Decision
Retire the eBPF dataplane in favor of the Rust userspace AF_XDP dataplane. The userspace path has had feature parity for months, is the canonical smoke target (loss:xpf-userspace-fw0/fw1), has the active perf/HA development surface (PR #1187 / #1188 / #1206 / #1330 / #1332 / #1341 / #1358 / #1366 all landed against it), and is what every new feature gets built on.
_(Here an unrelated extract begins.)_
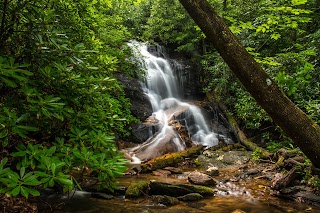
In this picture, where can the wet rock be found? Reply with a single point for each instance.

The eBPF path is the legacy / regression-only path per CLAUDE.md.
Two dataplanes is twice the maintenance, twice the test surface, twice the documentation. Time to consolidate.
Scope summary
Concrete surface to remove or retire:
| Surface |
Count |
Path |
| BPF C source (XDP + TC programs + headers) |
20 files |
bpf/ |
| Go eBPF loader + bpf2go bindings + tests |
65 files |
pkg/dataplane/*.go (excluding pkg/dataplane/userspace/) |
make generate (bpf2go invocation) + related clean rules |
1 target |
Makefile |
Legacy local cluster Make targets (cluster-init/-create/-deploy/-destroy/-ssh/-status/-logs/-start/-stop/-restart) |
~10 targets |
Makefile (these drive bpfrx-fw0/1 legacy eBPF cluster) |
Legacy standalone eBPF reference VM (bpfrx-fw) |
1 VM |
test/incus/setup.sh |
Tests under test/incus/per-stream-diag.sh + cluster-setup.sh that reference bpfrx* cluster names |
3 files |
test/incus/ |
| Docs that reference eBPF / BPF / XDP / bpf2go / BPF verifier rules |
75+ docs |
docs/, CLAUDE.md, README* |
show system buffers CLI surface (currently reports BPF map utilization) |
1 surface |
pkg/cli/ |
| Userspace-dp Rust code unchanged |
181 files |
userspace-dp/src/ |
Feature-parity audit (Phase 0 — gate)
Before removing anything, refresh docs/userspace-dataplane-gaps.md (dated 2026-03-14) against current master. Confirm every eBPF-dataplane feature has a userspace equivalent. Block retirement on any documented gap that production depends on.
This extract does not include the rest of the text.